Bertemu dengan sahabat waktu SMA dulu sejenak, semoga mampu mengurai kegundahan yang kurasa menyesakkan di dada ini.
"Apa kabar, Rima?"
"Baik, akhirnya kita bisa ketemu lagi. Kalau kamu ?
"Alhamdulillah baik juga."
"Sini sama siapa?"
"Sama kakak ipar dan ponakan."
"Masak ditunggui. Nggak asyik. aku masih kangen sama kamu. Bisa kamu bilang pada mereka untuk meninggalkanmu. Biarlah nanti sore aku yang antar kamu."
"Baiklah."
Nur pergi menemui kakak iparnya sebentar, lalu kembali lagi.

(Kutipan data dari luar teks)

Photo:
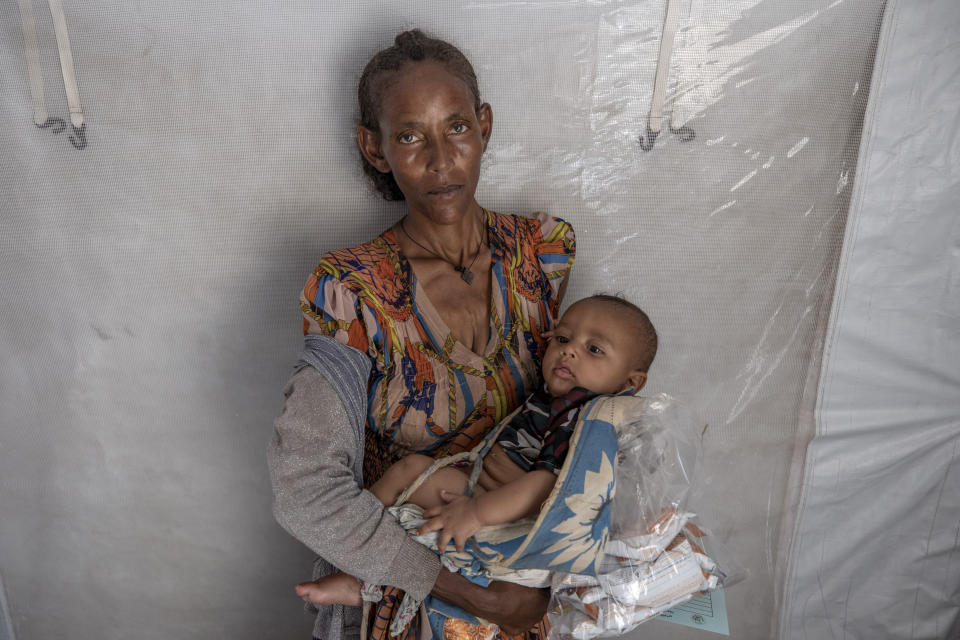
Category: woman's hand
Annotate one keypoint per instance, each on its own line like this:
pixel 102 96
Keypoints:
pixel 458 519
pixel 512 607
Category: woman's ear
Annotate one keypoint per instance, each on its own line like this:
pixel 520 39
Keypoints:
pixel 369 143
pixel 485 117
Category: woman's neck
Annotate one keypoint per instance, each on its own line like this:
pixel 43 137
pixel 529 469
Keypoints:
pixel 456 242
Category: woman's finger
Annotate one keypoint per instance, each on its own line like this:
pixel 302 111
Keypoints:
pixel 433 524
pixel 443 538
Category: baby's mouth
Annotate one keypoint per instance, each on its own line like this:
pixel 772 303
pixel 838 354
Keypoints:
pixel 563 372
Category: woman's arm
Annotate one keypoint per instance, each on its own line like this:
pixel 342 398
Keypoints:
pixel 514 608
pixel 318 501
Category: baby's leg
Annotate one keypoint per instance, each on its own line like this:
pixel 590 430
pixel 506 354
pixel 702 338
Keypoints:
pixel 398 477
pixel 402 474
pixel 339 588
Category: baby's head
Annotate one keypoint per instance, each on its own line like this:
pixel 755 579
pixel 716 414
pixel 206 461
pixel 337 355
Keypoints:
pixel 602 343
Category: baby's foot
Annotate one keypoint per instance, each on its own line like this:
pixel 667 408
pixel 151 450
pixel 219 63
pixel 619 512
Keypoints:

Terlihat wajah Rima tersenyum gembira.
"Alhamdulillah kamu bisa ke sini. Aku bener-bener bete sendirian di rumah. Mama dan papa sedang ada urusan ke Singapura. Katanya sich cuman 2 hari. Tapi kok molor."
"Lalu kakakmu?"
"Jangan tanya tentang kakak, dech. Itu orang hanya urusin pekerjaan doang. Sampai-sampai melupakan dirinya."
"Ada saja kamu, Rima"
"Hei, habis ini kita selesai kuliah bukan?"
"Iya ..."
"Jawabnya kok sedih."
"Mungkin aku akan mengabdikan diri di desaku. Mengembangkan ilmu. Bukankah jurusan pendidikan di situ tempatnya."

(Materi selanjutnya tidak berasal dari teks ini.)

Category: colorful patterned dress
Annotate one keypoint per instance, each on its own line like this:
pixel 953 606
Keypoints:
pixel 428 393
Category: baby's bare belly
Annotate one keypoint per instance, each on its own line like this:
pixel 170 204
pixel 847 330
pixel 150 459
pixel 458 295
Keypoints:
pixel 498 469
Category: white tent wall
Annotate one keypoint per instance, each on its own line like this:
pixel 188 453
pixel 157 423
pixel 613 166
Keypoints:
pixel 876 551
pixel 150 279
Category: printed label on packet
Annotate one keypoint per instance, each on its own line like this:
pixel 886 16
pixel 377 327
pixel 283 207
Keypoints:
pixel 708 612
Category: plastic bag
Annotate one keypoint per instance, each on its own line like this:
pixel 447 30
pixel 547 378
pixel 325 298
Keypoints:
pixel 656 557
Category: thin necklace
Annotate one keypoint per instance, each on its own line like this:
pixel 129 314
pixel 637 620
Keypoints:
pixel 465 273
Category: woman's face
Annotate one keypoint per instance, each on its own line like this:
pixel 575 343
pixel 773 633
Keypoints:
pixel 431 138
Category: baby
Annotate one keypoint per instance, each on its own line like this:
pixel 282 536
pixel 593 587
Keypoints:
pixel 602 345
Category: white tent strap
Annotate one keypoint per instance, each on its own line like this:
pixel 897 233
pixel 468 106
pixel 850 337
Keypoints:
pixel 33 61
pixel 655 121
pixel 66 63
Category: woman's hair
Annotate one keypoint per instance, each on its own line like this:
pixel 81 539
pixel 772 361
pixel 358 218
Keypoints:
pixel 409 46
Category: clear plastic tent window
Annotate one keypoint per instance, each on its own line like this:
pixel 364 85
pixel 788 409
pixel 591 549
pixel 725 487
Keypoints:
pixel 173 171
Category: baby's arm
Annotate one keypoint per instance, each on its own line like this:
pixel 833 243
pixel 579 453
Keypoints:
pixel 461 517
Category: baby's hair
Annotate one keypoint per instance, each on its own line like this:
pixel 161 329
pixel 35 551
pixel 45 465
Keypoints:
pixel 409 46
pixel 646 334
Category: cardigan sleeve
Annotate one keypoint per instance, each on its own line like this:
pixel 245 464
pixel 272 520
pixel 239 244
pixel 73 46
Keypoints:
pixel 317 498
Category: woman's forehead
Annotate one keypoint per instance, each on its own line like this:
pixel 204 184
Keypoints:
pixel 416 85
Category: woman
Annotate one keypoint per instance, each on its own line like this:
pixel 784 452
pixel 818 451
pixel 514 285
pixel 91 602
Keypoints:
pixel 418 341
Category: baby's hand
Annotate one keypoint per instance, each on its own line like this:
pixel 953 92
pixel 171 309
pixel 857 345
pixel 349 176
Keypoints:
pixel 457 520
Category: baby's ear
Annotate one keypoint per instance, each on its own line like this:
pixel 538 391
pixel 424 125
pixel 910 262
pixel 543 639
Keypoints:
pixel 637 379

Dia acungkan jempol dua padaku.
"Luar biasa, aku salut sama kamu. Sambil menunggu yang mau melamar." ujar Rima lepas.
Kata-kata Rima benar-benar menyentuh hatiku yang lembut (😣) hingga terasa perih. Bukan sakit hati, lebih pada penyesalan yang tiada arti.
Aku hanya tersenyum kecut, mengingat kebodohannku.
"Hai itu wajah kok muram. Dan matamu seperti mau hujan saja?" dia menatapku dengan canda dan senyum tanpa beban. Ikhlas gitu lho ...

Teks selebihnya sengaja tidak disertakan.